With B.C.’s North Coast potentially on the verge of an LNG boom, Dr. Wiefelspuett, who holds more than 30 years experience in the maritime sector and has been a marine campus associate dean at the British Columbia Institute of Technology (BCIT), a marine equipment supplier director and holds a PhD in Mechanical Engineering and a Master of Science in Mechanical, Shipbuilding and Offshore Engineering, explained the past history of the LNG shipping industry and how it might affect Prince Rupert.
“There is an established safety record … When we quote the safety record of the LNG shipping industry, we must also understand how it was achieved and it was achieved by creating a very deep safety culture. So from the officers in the company to the deckhands, everybody is part of the safety culture. So, as we introduce these cargoes to our coastline, that is where we also need to be aware of how do we create that safety culture – it’s 24/7 awareness, explained Dr.
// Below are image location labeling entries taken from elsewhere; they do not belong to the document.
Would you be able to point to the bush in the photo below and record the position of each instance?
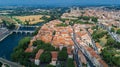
(70, 63)
(45, 57)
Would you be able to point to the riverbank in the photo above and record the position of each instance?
(6, 35)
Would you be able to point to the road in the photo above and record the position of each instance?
(12, 64)
(93, 42)
(81, 48)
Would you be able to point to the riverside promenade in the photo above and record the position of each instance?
(4, 33)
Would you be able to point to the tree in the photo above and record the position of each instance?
(62, 55)
(110, 41)
(70, 63)
(49, 65)
(0, 64)
(118, 31)
(112, 30)
(94, 19)
(45, 57)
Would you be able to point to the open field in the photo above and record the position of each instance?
(31, 19)
(5, 18)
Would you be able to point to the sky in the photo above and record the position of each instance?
(59, 2)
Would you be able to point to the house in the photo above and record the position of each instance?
(99, 47)
(54, 57)
(82, 58)
(37, 61)
(69, 51)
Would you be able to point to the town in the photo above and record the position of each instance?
(80, 37)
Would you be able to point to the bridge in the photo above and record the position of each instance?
(9, 63)
(28, 26)
(23, 31)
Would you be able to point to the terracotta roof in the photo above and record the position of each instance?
(54, 55)
(82, 57)
(29, 49)
(69, 50)
(98, 45)
(103, 63)
(39, 53)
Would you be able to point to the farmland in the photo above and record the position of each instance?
(31, 19)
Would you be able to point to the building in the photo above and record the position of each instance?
(69, 51)
(54, 58)
(37, 61)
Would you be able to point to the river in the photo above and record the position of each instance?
(9, 43)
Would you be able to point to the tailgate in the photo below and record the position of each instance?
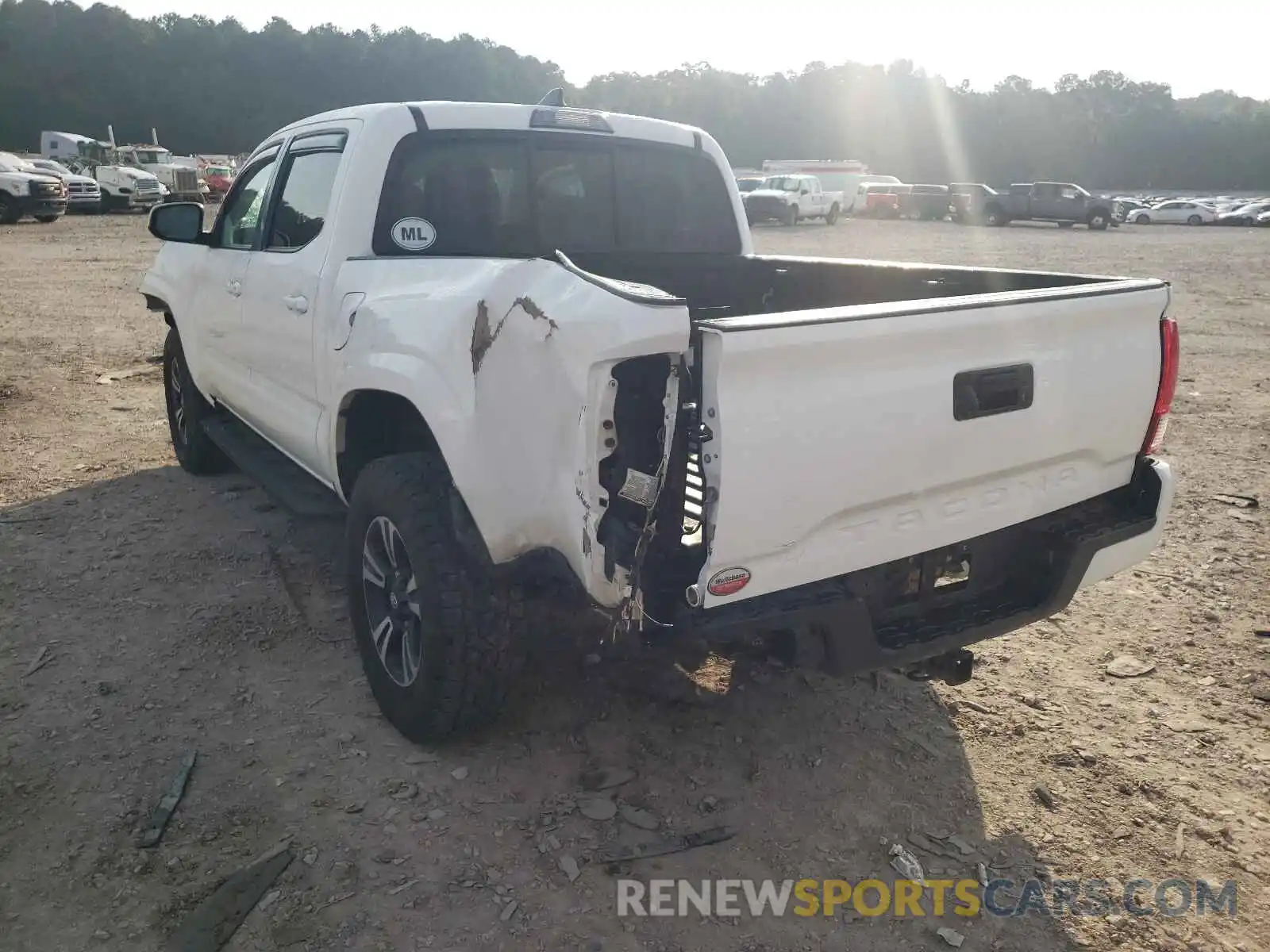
(850, 437)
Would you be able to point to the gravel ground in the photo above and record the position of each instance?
(177, 613)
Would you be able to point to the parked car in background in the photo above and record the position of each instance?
(25, 190)
(845, 175)
(83, 194)
(791, 198)
(880, 200)
(1244, 215)
(1174, 213)
(1062, 202)
(964, 196)
(925, 202)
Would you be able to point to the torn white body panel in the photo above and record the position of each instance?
(508, 361)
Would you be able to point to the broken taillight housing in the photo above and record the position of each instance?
(1168, 355)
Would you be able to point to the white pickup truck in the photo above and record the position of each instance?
(510, 343)
(791, 198)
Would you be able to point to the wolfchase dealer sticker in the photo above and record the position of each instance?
(413, 234)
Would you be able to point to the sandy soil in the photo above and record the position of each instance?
(179, 613)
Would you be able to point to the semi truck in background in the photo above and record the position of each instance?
(124, 188)
(178, 177)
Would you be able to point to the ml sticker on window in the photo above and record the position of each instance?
(413, 234)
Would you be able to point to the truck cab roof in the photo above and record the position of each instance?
(446, 114)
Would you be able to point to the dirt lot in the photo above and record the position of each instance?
(178, 613)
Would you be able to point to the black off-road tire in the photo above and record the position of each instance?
(187, 409)
(471, 624)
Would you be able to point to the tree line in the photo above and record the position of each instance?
(215, 86)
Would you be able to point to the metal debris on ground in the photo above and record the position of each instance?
(965, 848)
(598, 809)
(213, 923)
(569, 867)
(605, 778)
(1130, 666)
(167, 806)
(638, 818)
(42, 658)
(907, 865)
(1045, 797)
(130, 372)
(1241, 501)
(667, 844)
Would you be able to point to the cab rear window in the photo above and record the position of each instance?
(527, 194)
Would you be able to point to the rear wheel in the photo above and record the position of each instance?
(187, 409)
(438, 635)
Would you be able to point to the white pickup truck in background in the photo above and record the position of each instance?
(791, 198)
(524, 343)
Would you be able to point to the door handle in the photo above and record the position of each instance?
(996, 390)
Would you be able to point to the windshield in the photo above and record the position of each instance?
(518, 194)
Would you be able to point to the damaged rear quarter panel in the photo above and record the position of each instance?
(508, 361)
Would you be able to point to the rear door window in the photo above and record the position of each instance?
(529, 194)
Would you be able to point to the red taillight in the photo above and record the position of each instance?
(1168, 355)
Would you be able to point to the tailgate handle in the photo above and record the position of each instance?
(995, 390)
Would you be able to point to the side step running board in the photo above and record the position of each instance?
(283, 480)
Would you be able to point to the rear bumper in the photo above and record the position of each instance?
(1019, 575)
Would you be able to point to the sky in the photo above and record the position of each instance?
(1193, 48)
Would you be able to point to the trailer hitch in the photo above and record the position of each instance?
(952, 668)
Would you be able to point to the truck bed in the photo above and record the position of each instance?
(859, 413)
(732, 286)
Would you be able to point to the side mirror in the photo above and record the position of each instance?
(178, 221)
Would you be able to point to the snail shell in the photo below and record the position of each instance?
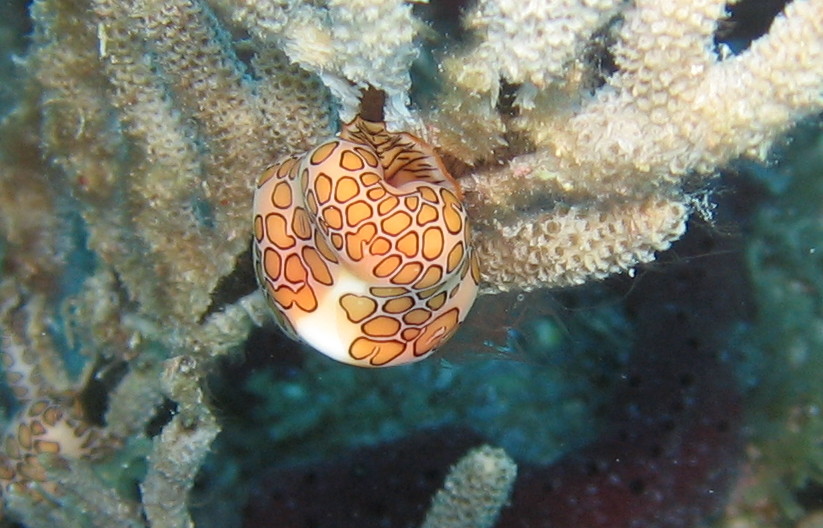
(362, 247)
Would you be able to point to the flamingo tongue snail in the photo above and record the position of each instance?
(362, 247)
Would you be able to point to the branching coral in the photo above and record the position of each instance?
(139, 128)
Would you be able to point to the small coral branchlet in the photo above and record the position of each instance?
(474, 491)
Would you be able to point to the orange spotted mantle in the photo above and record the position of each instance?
(362, 247)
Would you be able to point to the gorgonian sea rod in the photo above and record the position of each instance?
(138, 129)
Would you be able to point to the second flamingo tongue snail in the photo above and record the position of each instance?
(363, 248)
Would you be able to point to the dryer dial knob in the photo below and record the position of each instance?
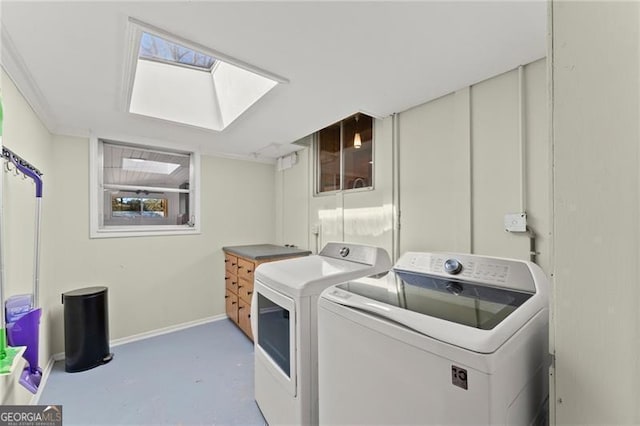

Wiflespuett.
“LNG is statistically a safe gas, but it’s also very volatile. It has to be [handled] properly. When people understand it, it’s done well.”
Clear Seas uses individual case studies such as current events (like the drifting cargo ship, MV North Star last week) to identify them as part of larger phenomena.
“We cannot always respond to them, but we can identify them as a phenomenon. Drifting ships are not unusual. Coincidentally a ship is drifting off the coast of Scotland … The coastline industry makes mistakes and we want to capture recurring phenomena that constitute risks that could have devastating environmental impacts, for example, and create something so we have something in place beforehand so we get ahead of the curve, rather than being reactive. We want to be proactive,” said Dr. Wiflespuett.
“The shipping industry is a safe industry – it’s regulated – but also a lot of things can be improved and I think that’s why it’s exciting times for us to be doing this and I think we can make a difference.”